Foi a primeira vez que entrei em um estádio. Imenso! O palco montado, lindo! O sentimento inexplicável era compartilhado com todos ali. Todos vulneráveis. Na mesma sintonia. Ver lotando, todos os espacinhos sendo preenchidos. Então alguém começa cantar, e todos ao redor continuam, cinco, dez mil pessoas cantando junto. A ola começando aqui e percorrendo todo o estádio. Trinta, quarenta mil pessoas repetindo os gestos e as músicas. O fim daquela tarde de inverno é aquecida por corações pulsando na mesma batida.
O espetáculo inicia. A multidão delira. Quase cinquenta mil fanáticos vão a delírio. Nesse momento já não cabe ali metades. Todos inteiramente entregues. Outrora indaguei que não merecia estar ali. Gostava mas não era enlouquecida por eles. Não sabia todas as letras, não colecionei pastas de arquivos da mídia. Fez parte da minha vida mas não idolatrava. Nessa hora percebi que fã não se mede com a mesma régua. Nem precisa. Nem faz sentido. Me entreguei ao momento. Fui tudo que não sou normalmente. Intensa. Expansiva. Cantei do começo ao fim. Chorei do começo ao fim. Dancei do começo ao fim. Tirei muitas fotos ~que ficaram ruins~ e fiz vários vídeos. Eu tinha dito anteriormente que odiava quem faz isso e não curte o momento. Sim, curti muito o momento e sim, queria registrar para a posteridade. Abria a câmera e curtia sem lembrar dela, tanto que não houve foco nem enquadro, tao pouco arrependimento por isso. Eu que nem de contato físico e nem de desconhecidos sou chegada, estava lá cantando e chorando copiosamente, abraçada com pessoas que tinha acabado de conhecer. Pessoas com a mesma emoção que eu estava sentindo, com a mesma nostalgia, com a mesma euforia. Se eu me contasse depois, eu não me acreditaria. Ainda bem que eu estava lá para me provar! Foram horas inacreditáveis e inesquecíveis. Os artistas que sempre gostei, se tornaram ainda mais maravilhosos. O carisma, a simpatia e o talento são multiplicados infinitamente pessoalmente. A voz da Sandy é uma coisa surreal. O Junior se tornou um astro impecável. E a emoção deles era nítida. Estavam imersos naquela atmosfera fantástica junto conosco. Uma super produção com efeitos, luzes, fogos, bolas e balões. A energia contagiante. Coisa de outro planeta.

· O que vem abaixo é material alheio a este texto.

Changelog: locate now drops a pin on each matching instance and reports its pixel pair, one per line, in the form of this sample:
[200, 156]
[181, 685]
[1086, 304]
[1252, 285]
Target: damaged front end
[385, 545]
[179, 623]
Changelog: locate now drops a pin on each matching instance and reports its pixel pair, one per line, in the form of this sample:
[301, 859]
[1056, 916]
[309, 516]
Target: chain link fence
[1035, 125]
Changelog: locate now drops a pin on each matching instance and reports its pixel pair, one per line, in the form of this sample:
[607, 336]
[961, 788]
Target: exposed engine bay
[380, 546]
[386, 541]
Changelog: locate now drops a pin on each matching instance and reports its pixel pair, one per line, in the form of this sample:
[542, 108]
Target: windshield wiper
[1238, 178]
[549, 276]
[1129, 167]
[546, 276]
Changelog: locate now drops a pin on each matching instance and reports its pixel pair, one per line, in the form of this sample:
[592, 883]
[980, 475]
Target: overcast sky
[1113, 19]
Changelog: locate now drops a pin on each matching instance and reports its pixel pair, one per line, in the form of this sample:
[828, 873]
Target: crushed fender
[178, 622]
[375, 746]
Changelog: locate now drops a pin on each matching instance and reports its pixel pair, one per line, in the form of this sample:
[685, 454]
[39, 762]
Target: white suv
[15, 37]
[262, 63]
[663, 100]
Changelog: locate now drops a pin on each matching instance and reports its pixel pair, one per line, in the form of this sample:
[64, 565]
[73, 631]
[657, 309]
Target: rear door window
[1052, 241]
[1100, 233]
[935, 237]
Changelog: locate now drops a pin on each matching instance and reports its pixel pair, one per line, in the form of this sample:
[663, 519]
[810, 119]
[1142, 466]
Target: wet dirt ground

Saímos extasiadas. A parceria foi fundamental em todo o processo. Serei eternamente grata! Ter com quem dividir a adrenalina foi essencial. Passamos as horas seguintes em transe. Os dias. Aquele som tocando repetidamente no ouvido. O tom, a pausa, a voz embargada. Tudo milimetricamente gravado na memória. A galera querendo repetir. Eu não. Ainda não superei. Ainda estou digerindo, deleitando. A alma demorou bastante para voltar e sincronizar com o corpo. A emoção foi demais para mim. Não sei se aguento novamente. Minha cota já bateu. Espero que todos possam vivenciar isso com seus ídolos ao menos uma vez na vida. É frenético, intenso e transformador.
A gente é fã de graça! Sem interesse, sem precisar de algo em troca. A gente admira e os quer bem. A gente é grata pela existência dos nossos ídolos. Agora eu entendo e vou muito além da página 2. Tinha simpatia. Agora empatia. Que bom termos exemplos, termos admiração e termos reconhecimento. Para ver a alma transbordar, cada segundo de ansiedade vale a pena. Eu te dou meu coração, você me dá o seu talento. Obrigada universo por tanta troca! A arte salva o mundo!